(5) : Gak Memuaskan

56 3 2
                                    

Sab, 9 Mei 2020

🍑

"Zidney, Nuka, ke ruangan saya sebentar," ucap Pak Arif yang saat itu menenteng mapnya ketika jam pelajarannya hari ini di kelas Zee selesai.

Nuka bangkit terlebih dahulu kemudian di susul Zee yang mengambil langkah beriringan dengannya. Mereka berdua sampai di depan meja Pak Arif dan langsung di sambut dengan ekspresi wajah yang tak dapat diartikan.

"Zidney, kamu udah bantu Nuka belajar seperti yang saya perintahkan kemarin, kan?" tanya Pak Arif.

Zee mengangguk mengiyakan. "Iya, Pak.
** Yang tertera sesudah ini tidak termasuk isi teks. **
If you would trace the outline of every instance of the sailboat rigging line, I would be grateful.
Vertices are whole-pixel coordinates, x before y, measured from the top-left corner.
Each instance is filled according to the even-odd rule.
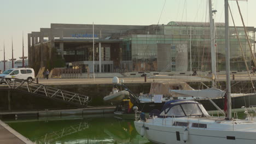
[[[161,11],[161,14],[160,14],[160,16],[159,17],[159,19],[158,20],[158,26],[159,24],[159,21],[160,21],[160,20],[161,19],[161,16],[162,16],[162,11],[164,10],[164,8],[165,8],[165,2],[166,2],[166,0],[165,0],[165,3],[164,3],[164,5],[162,6],[162,11]]]
[[[238,1],[236,1],[236,4],[237,4],[237,8],[238,9],[239,14],[240,14],[241,20],[242,20],[242,22],[243,23],[243,28],[245,29],[245,33],[246,36],[246,38],[247,39],[248,45],[249,45],[249,48],[250,48],[250,52],[251,52],[251,54],[252,55],[253,61],[253,63],[254,63],[254,66],[256,67],[256,61],[255,60],[254,54],[253,53],[253,52],[252,51],[252,45],[251,45],[251,42],[248,37],[247,30],[246,29],[246,27],[245,27],[245,22],[243,21],[243,16],[242,16],[242,14],[241,13],[240,7],[239,6]]]
[[[242,44],[241,44],[240,38],[239,38],[239,35],[238,34],[237,29],[236,28],[236,25],[235,24],[235,21],[234,20],[233,15],[232,14],[232,12],[231,12],[231,9],[230,9],[230,7],[229,7],[229,11],[230,13],[230,15],[231,15],[231,16],[232,17],[232,20],[233,21],[234,26],[235,27],[235,30],[236,31],[236,37],[237,37],[237,40],[238,40],[239,45],[240,46],[240,49],[241,49],[241,51],[242,52],[242,54],[243,55],[243,61],[245,61],[245,65],[246,65],[246,69],[247,70],[248,75],[249,75],[249,77],[250,78],[251,83],[252,83],[252,86],[253,87],[253,89],[254,89],[254,86],[253,85],[253,82],[252,81],[252,77],[251,77],[250,72],[249,71],[249,68],[248,68],[247,63],[246,62],[246,59],[245,58],[245,53],[243,52],[243,47],[242,46]]]
[[[183,10],[182,10],[182,15],[181,21],[183,21],[183,14],[184,14],[184,10],[186,11],[186,19],[185,19],[185,21],[187,21],[187,8],[185,9],[185,7],[187,7],[187,0],[185,0],[184,1]]]

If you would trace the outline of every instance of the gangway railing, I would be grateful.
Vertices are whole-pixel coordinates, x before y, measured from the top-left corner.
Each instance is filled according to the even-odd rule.
[[[50,143],[62,137],[79,132],[89,128],[86,122],[80,122],[79,124],[65,127],[63,129],[51,133],[45,134],[36,142],[36,143]]]
[[[87,106],[91,97],[78,93],[63,91],[42,84],[16,78],[11,79],[1,78],[4,80],[9,89],[29,93],[32,95],[61,100],[80,106]]]

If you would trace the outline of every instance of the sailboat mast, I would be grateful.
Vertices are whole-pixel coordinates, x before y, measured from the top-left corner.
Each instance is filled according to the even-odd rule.
[[[5,71],[5,48],[4,47],[4,71]]]
[[[22,68],[25,67],[24,64],[24,39],[23,37],[23,31],[22,31]]]
[[[209,18],[211,34],[211,56],[212,59],[212,72],[214,79],[216,79],[216,56],[215,50],[215,31],[214,27],[214,20],[213,18],[213,11],[212,7],[212,0],[209,0]],[[214,12],[215,13],[215,12]],[[212,87],[215,87],[214,80],[212,81]]]
[[[229,45],[229,1],[225,0],[225,51],[226,51],[226,98],[228,113],[226,118],[230,120],[232,118],[231,87],[230,87],[230,45]]]
[[[11,68],[14,68],[14,64],[13,62],[13,37],[11,37]]]

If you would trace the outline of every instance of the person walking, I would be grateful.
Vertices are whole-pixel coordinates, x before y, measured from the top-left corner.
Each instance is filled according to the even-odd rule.
[[[48,80],[49,74],[50,74],[50,71],[49,71],[48,69],[47,69],[46,71],[45,71],[45,73],[46,77],[47,80]]]

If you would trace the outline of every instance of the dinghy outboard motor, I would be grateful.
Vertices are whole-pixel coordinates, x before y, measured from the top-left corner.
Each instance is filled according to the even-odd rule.
[[[119,83],[119,79],[118,79],[118,77],[117,77],[117,76],[114,76],[112,79],[112,83],[115,83],[115,84]]]
[[[144,113],[144,112],[141,113],[141,115],[139,115],[139,117],[141,117],[141,121],[143,121],[144,122],[146,122],[147,121],[145,113]]]

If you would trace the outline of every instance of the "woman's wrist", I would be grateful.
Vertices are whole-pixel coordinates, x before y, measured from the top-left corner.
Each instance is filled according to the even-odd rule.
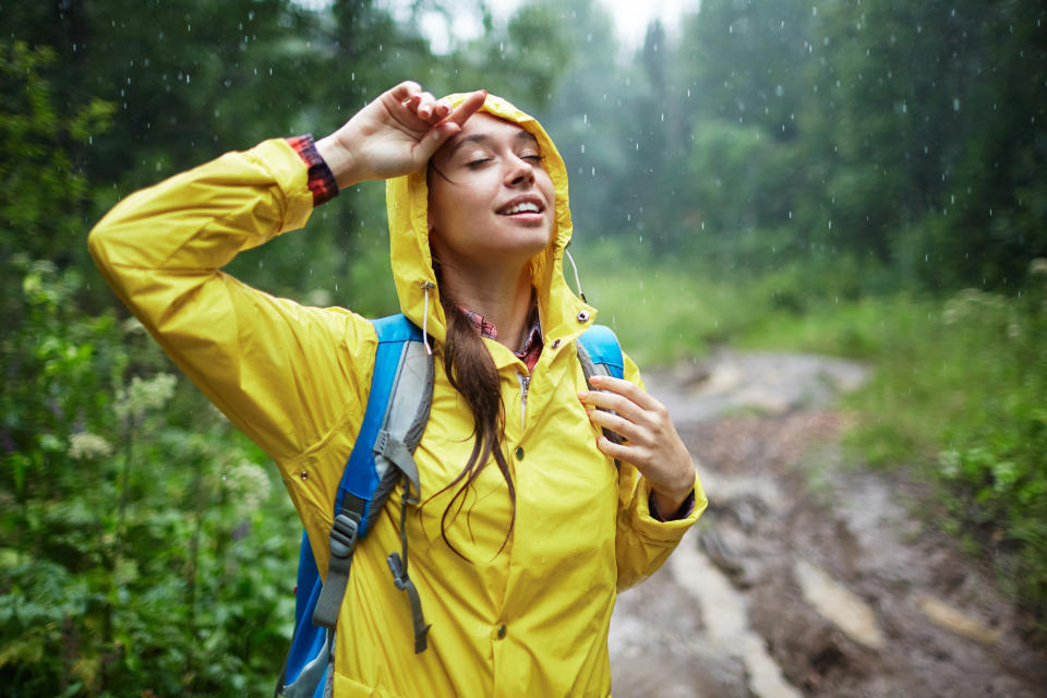
[[[352,186],[365,178],[358,171],[358,164],[353,158],[352,151],[347,148],[338,137],[337,132],[316,142],[316,151],[327,163],[335,181],[338,182],[338,189]]]
[[[684,502],[687,501],[687,497],[689,497],[694,491],[695,485],[694,482],[691,482],[686,490],[665,491],[653,488],[651,494],[659,513],[664,516],[670,516],[684,505]]]

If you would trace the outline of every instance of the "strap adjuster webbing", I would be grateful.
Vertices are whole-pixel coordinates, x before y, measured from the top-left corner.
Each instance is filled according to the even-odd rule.
[[[357,547],[357,533],[360,522],[348,514],[339,514],[330,525],[330,555],[332,557],[349,557]],[[332,561],[334,565],[334,561]]]

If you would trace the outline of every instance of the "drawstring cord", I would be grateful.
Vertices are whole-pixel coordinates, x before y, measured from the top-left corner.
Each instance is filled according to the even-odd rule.
[[[567,248],[564,248],[564,254],[567,255],[567,261],[570,262],[571,268],[575,269],[575,286],[578,287],[578,296],[581,298],[582,303],[588,303],[589,301],[586,300],[586,294],[581,290],[581,278],[578,276],[578,265],[575,264],[575,258],[570,256],[570,252],[567,250]]]
[[[575,274],[578,274],[578,272],[576,270]],[[422,306],[422,344],[425,345],[425,353],[429,356],[433,356],[433,348],[429,346],[429,332],[426,332],[429,328],[429,291],[434,288],[436,288],[436,285],[432,281],[422,281],[422,290],[425,291],[425,304]]]

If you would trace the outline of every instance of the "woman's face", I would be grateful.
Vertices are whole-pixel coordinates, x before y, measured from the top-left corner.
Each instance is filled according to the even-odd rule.
[[[491,115],[473,115],[430,161],[430,239],[441,261],[524,263],[549,244],[555,204],[538,141]]]

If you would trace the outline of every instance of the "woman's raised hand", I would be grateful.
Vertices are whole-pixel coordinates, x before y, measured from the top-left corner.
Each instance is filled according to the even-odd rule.
[[[469,94],[452,110],[414,82],[402,82],[316,143],[339,188],[420,169],[483,106],[486,92]]]

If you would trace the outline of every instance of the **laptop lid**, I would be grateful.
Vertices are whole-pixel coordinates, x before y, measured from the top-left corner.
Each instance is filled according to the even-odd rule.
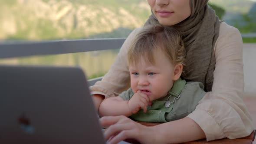
[[[0,144],[104,144],[77,67],[0,65]]]

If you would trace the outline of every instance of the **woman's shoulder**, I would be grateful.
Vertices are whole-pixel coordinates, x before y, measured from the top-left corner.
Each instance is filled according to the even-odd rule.
[[[230,36],[234,34],[238,37],[241,37],[241,34],[238,29],[233,26],[228,25],[224,22],[220,23],[220,32],[218,39],[229,38]]]
[[[241,48],[242,44],[242,36],[238,29],[224,22],[220,23],[219,36],[214,47],[215,54],[223,48],[233,49],[234,45],[237,46],[238,50]]]

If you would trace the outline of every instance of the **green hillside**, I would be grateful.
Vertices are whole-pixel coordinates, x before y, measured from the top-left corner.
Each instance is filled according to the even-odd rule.
[[[236,2],[210,0],[220,19]],[[0,39],[126,37],[150,14],[145,0],[0,0]]]
[[[87,37],[141,26],[150,14],[144,0],[0,0],[0,39]]]

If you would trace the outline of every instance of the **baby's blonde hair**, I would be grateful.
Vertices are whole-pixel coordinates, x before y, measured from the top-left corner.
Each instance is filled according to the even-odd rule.
[[[141,58],[154,64],[154,53],[160,49],[174,65],[184,65],[184,44],[179,32],[173,28],[160,24],[146,26],[134,37],[130,46],[129,65],[136,65]]]

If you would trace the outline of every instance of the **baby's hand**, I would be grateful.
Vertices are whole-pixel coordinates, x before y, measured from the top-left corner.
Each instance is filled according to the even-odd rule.
[[[149,98],[147,95],[138,91],[134,94],[128,102],[128,106],[131,113],[135,114],[141,109],[143,109],[143,111],[147,111],[147,106],[151,105]]]

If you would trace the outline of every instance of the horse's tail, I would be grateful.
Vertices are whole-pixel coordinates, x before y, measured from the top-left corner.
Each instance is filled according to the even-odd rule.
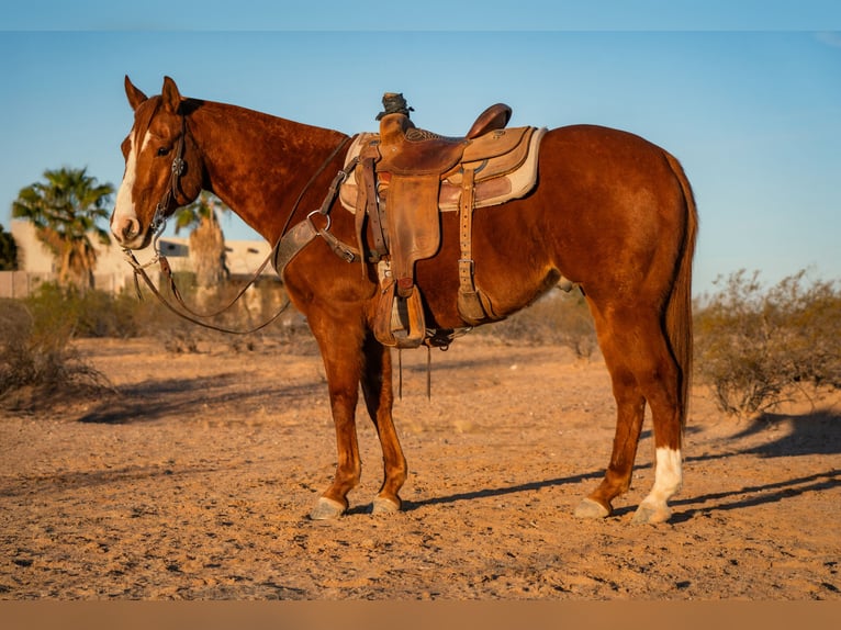
[[[695,240],[698,233],[698,212],[692,185],[681,162],[668,153],[666,159],[683,190],[686,212],[686,227],[677,259],[675,281],[665,311],[666,335],[681,370],[681,426],[683,427],[686,424],[689,386],[692,384],[692,260],[695,255]]]

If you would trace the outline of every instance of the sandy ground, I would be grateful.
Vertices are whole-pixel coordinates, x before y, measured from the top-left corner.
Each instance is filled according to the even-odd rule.
[[[403,352],[405,510],[368,514],[362,418],[351,510],[315,522],[336,455],[312,346],[80,349],[119,396],[0,414],[2,599],[841,599],[839,396],[737,421],[696,387],[672,520],[630,522],[646,430],[616,514],[582,521],[613,439],[604,364],[469,336],[433,352],[431,401],[426,352]]]

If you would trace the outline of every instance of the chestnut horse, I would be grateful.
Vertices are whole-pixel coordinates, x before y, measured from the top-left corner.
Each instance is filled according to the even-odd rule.
[[[322,205],[350,139],[229,104],[183,98],[165,78],[147,98],[125,78],[134,125],[122,145],[125,175],[111,230],[125,249],[152,241],[162,221],[202,190],[215,193],[269,243]],[[351,213],[334,201],[332,234],[355,243]],[[437,255],[416,263],[430,328],[467,326],[457,308],[458,213],[442,213]],[[692,370],[691,284],[697,213],[686,176],[669,153],[629,133],[591,125],[550,130],[539,179],[523,199],[480,209],[473,218],[476,284],[509,315],[563,275],[583,291],[613,381],[617,418],[601,484],[575,514],[606,517],[630,486],[646,405],[651,407],[655,474],[636,522],[668,520],[682,483],[682,435]],[[367,273],[315,238],[282,271],[306,316],[326,370],[338,463],[311,517],[348,508],[360,480],[359,386],[382,446],[384,476],[373,513],[401,508],[406,460],[392,420],[391,350],[372,334],[377,272]]]

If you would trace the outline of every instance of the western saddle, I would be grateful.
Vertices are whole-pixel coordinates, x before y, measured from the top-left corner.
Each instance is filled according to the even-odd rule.
[[[346,164],[358,164],[340,190],[343,205],[356,214],[359,248],[368,252],[362,259],[378,265],[374,335],[397,348],[448,346],[451,330],[426,328],[415,262],[438,251],[439,212],[458,211],[459,314],[468,326],[502,318],[475,285],[473,211],[522,196],[535,185],[546,130],[506,128],[512,110],[496,103],[464,137],[446,137],[417,128],[402,94],[386,93],[383,105],[379,134],[359,134],[348,150]]]

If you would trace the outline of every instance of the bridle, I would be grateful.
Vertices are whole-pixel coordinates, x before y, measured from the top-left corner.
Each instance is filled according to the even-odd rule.
[[[249,279],[249,281],[239,290],[236,296],[234,296],[234,299],[228,304],[226,304],[225,306],[212,313],[197,313],[195,311],[190,308],[184,303],[183,299],[181,297],[181,293],[178,290],[178,286],[176,285],[175,279],[172,277],[172,270],[169,266],[169,261],[167,260],[167,257],[160,252],[160,248],[158,246],[160,236],[162,235],[164,229],[166,228],[167,221],[171,216],[171,213],[168,214],[169,206],[173,202],[177,203],[176,195],[179,190],[180,178],[187,169],[187,162],[184,161],[186,137],[187,137],[187,116],[184,114],[181,114],[181,136],[178,139],[176,155],[172,158],[172,164],[170,165],[169,184],[167,185],[166,192],[161,195],[160,201],[155,206],[155,214],[153,215],[152,221],[149,222],[149,229],[153,230],[152,247],[155,251],[155,255],[149,261],[141,263],[137,260],[137,258],[134,256],[134,252],[131,249],[123,248],[123,254],[125,255],[125,259],[134,270],[134,284],[135,284],[135,291],[137,292],[138,299],[141,300],[143,299],[143,294],[139,288],[139,280],[142,279],[144,283],[146,284],[146,286],[158,299],[158,301],[161,304],[164,304],[164,306],[166,306],[169,311],[171,311],[176,315],[187,319],[188,322],[191,322],[204,328],[210,328],[212,330],[217,330],[221,333],[228,333],[233,335],[248,335],[248,334],[261,330],[262,328],[265,328],[266,326],[274,322],[278,317],[280,317],[280,315],[289,307],[289,304],[290,304],[289,297],[284,300],[283,304],[279,307],[278,312],[274,315],[272,315],[268,320],[260,324],[259,326],[249,328],[247,330],[235,330],[235,329],[224,328],[222,326],[216,326],[209,322],[204,322],[203,319],[215,317],[217,315],[221,315],[228,308],[231,308],[243,296],[243,294],[257,281],[257,279],[260,277],[263,269],[266,269],[266,266],[269,262],[272,263],[276,272],[282,280],[283,270],[285,269],[285,266],[292,260],[292,258],[294,258],[298,255],[298,252],[300,252],[306,245],[312,243],[312,240],[314,240],[316,236],[323,237],[328,243],[333,251],[335,251],[338,256],[340,256],[345,260],[350,262],[358,258],[359,254],[355,248],[348,245],[345,245],[344,243],[338,240],[333,234],[329,233],[330,206],[333,205],[336,194],[338,193],[338,188],[348,178],[352,169],[356,168],[356,164],[357,164],[356,160],[352,160],[343,170],[336,173],[335,178],[333,179],[333,182],[330,183],[329,190],[327,192],[327,196],[325,198],[321,207],[307,214],[306,218],[300,224],[295,225],[291,229],[289,228],[292,222],[292,217],[295,215],[298,207],[301,203],[301,200],[304,198],[304,194],[312,187],[312,184],[315,182],[318,176],[322,172],[324,172],[324,169],[326,169],[327,166],[329,166],[333,159],[338,155],[339,150],[341,150],[341,148],[350,142],[351,138],[347,137],[347,138],[344,138],[341,143],[339,143],[338,146],[336,146],[335,149],[333,149],[333,151],[327,157],[327,159],[324,160],[322,166],[313,173],[313,176],[306,182],[304,188],[301,190],[298,198],[295,199],[294,204],[292,205],[292,210],[289,213],[289,216],[283,226],[283,230],[280,237],[278,237],[277,243],[272,247],[268,257],[262,261],[262,263],[259,266],[257,271],[255,271],[251,274],[251,278]],[[315,226],[313,222],[313,217],[315,215],[321,215],[326,218],[327,223],[325,227],[319,228]],[[171,293],[175,296],[180,307],[176,307],[169,301],[167,301],[166,297],[164,297],[160,291],[158,291],[158,289],[155,286],[155,283],[149,279],[148,274],[146,273],[146,268],[152,267],[153,265],[156,265],[156,263],[160,265],[161,272],[168,278]]]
Kemarin kami juga udah nyempetin belajar setelah sepulang sekolah."

Pak Arif mengusap-usap dagunya seperti sedang berpikir, tatapannya kali ini dialihkan ke Nuka. "Saya heran kenapa rapor kamu sebelumnya nilainya tinggi, dan juga itu kenapa kaki bajunya di luar, masukin!"

Cowok itu hanya menatap Pak Arif datar. "Bapak udah ngeliat sendiri kalo nilai saya jelek." Ia berdecih pelan dan tersenyum sinis. "Sampai sekarang nggak ada guru yang becus ngajarin saya."

"Nuka! Jaga omongan kamu."

Zee yang saat itu mendengar dengan jelas perkataan Nuka langsung melempar pandangan tak percaya ke arah cowok itu, bisa-bisanya ia bicara seperti itu seolah merendahkan seorang guru.

Pak Arif menarik napas pelan berusaha menenangkan pikiran. Ia sudah puluhan tahun menjadi seorang guru dan sudah puluhan tahun juga ia menghadapi tipe murid seperti Nuka. Jabatannya yang juga merupakan kepala BK membuatnya lebih sering menghadapi murid seperti ini. Ia harus tenang menghadapinya, terpancing emosi hanya akan membuat semuanya menjadi kacau.

Tapi tetap saja bagaimana pun ucapan Nuka tadi sudah kelewat batas, itu sama saja merendahkan dirinya sebagai seorang guru. Ia tetap harus memberikan hukuman pada anak itu.

"Kamu mau hukuman apa atas ucapan yang kamu bilang barusan? Baru kali ini lho saya yang nawarin."

Nuka menaikkan satu alisnya seolah menantang. "Dikeluarin?"

Zee membelalakkan matanya kaget. "Eh, eh, jangan ngomong kayak gitu." Ucapan cowok di sampingnya ini benar-benar tak tahu tempat. Kenapa ia begitu berani berbicara seperti itu dengan posisi sedang berada di ruang guru seperti ini.

Pak Arif tertawa pelan. "Tidak semudah itu. Kalau kamu dikeluarkan itu akan membuat perspektif tentang seorang guru yang nggak pernah becus ngajarin kamu semakin bermekaran di otak kamu, dan itu sama saja saya nggak ngasih kamu kesempatan untuk merubah mindset itu."

Nuka memutar mata malas, kenapa disaat seperti ini ia harus mendengar wejangan yang lebih terdengar seperti dongeng itu. Bikin ngantuk!

"Saya bakal ngasih kamu waktu buat merubah nilai kamu dari sekarang." Mata Pak Arif beralih ke Zee. "Dan kamu, saya percaya kamu bisa mempertanggung jawabakan apa yang kamu jalani saat ini untuk membantu Nuka dalam proses belajarnya, saya masih ngasih kepercayaan itu untuk kamu."

"Kalian boleh keluar."

Setelah melangkah keluar dari ruang guru, Zee tanpa segan menepuk lengan Nuka saat mereka berdua berjalan di koridor untuk kembali ke kelas. "Gue beneran nggak nyangka kenapa lo bisa-bisanya ngomong kayak gitu ke Pak Arif. Dikeluarin beneran tau rasa lo."